As Forças de Defesa de Israel (IDF) descreveram a vítima — identificada como Yamal Abú Aoun, chefe do departamento de anestesia do Hospital Yafa — como um “terrorista” que atuava como “comandante de pelotão da ala militar do Hamas”, as Brigadas Izz ad-Din al-Qassam.
“Ele liderava terroristas do Hamas e promovia e planejava conspirações terroristas contra as forças das FDI e o Estado de Israel.

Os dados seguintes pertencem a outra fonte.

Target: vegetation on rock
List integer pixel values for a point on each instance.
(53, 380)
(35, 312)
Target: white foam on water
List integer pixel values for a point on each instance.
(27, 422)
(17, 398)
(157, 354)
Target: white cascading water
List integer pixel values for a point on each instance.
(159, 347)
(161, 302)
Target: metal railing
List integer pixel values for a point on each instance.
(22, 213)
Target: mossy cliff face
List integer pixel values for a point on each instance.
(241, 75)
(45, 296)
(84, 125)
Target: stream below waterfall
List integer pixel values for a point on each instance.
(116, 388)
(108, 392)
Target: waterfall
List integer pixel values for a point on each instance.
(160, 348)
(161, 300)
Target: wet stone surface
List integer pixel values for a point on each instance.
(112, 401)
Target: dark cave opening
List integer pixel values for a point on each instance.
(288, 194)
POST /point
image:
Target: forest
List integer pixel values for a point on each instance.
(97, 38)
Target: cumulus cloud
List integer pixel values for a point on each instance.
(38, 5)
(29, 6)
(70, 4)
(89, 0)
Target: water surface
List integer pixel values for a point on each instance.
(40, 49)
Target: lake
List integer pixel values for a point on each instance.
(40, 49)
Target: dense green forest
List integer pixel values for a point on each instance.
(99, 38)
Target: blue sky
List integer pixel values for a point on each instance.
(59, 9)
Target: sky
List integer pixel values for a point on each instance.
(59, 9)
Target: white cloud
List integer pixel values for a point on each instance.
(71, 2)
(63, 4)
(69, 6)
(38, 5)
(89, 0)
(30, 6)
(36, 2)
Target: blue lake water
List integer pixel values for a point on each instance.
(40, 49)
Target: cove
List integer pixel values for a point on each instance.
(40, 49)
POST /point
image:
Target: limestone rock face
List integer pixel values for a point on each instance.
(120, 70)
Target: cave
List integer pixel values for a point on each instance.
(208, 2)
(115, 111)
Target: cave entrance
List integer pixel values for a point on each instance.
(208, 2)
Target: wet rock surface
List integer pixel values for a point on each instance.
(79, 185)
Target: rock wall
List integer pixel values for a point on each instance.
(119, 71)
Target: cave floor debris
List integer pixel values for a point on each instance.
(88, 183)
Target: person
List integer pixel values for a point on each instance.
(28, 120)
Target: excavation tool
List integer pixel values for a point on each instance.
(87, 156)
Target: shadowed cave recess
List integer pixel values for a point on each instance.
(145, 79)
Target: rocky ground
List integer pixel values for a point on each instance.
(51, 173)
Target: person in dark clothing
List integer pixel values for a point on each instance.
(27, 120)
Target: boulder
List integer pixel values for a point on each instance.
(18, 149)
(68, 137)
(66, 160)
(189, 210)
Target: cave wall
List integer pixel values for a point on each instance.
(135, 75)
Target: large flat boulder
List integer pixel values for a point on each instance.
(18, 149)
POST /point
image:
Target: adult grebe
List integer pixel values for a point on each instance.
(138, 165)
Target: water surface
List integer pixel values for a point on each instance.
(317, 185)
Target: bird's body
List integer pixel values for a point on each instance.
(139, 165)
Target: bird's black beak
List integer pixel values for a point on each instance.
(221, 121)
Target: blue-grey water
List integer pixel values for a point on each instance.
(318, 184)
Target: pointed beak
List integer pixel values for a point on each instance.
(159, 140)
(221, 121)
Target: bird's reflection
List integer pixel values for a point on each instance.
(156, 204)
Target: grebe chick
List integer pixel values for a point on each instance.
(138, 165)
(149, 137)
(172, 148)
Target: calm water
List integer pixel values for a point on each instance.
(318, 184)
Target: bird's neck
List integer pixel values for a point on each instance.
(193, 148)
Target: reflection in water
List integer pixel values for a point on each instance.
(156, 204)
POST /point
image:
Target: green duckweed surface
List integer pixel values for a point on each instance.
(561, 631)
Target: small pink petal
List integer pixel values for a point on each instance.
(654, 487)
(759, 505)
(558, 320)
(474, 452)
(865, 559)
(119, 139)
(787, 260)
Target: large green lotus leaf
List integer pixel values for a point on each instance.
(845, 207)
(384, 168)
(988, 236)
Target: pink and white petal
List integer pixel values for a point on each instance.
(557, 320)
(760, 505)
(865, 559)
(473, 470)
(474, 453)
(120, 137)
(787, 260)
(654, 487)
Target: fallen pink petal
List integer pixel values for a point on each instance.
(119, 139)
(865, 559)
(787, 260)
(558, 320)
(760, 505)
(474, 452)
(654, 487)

Nos últimos tempos, participou da promoção dos esforços do Hamas para consolidar seu poder, se reerguer e se fortalecer, violando o acordo de cessar-fogo”, relataram em um comunicado.
O Exército israelense denunciou que as ações desse médico, que foi alvo de um “ataque seletivo” por parte das FDI, “são mais um exemplo do uso cínico que o Hamas faz de cargos civis para promover a atividade terrorista”.
Aoun morreu em um bombardeio das FDI contra um posto de controle da Polícia Interna do Hamas, que também deixou três feridos.
O último balanço do Ministério da Saúde de Gaza, atualizado neste sábado, registra 922 mortos desde outubro, além de 2.811 feridos no mesmo período, totalizando 72.938 mortos e 172.919 feridos desde o início da guerra.
O Ministério da Saúde de Gaza, controlado pelo Hamas, informou nesta segunda-feira que, desde a entrada em vigor do cessar-fogo, em 11 de outubro de 2025, foram registrados 932 mortos e 2.859 feridos, um balanço que inclui dois mortos e 40 feridos por bombardeios perpetrados nas últimas 24 horas contra a Faixa.
O ministério informou, por fim, que desde o início da ofensiva lançada por Israel após os ataques de 7 de outubro de 2023 — que deixaram cerca de 1.200 mortos e cerca de 250 sequestrados, segundo o balanço oficial — foram registrados 72.941 mortos e 172.967 feridos.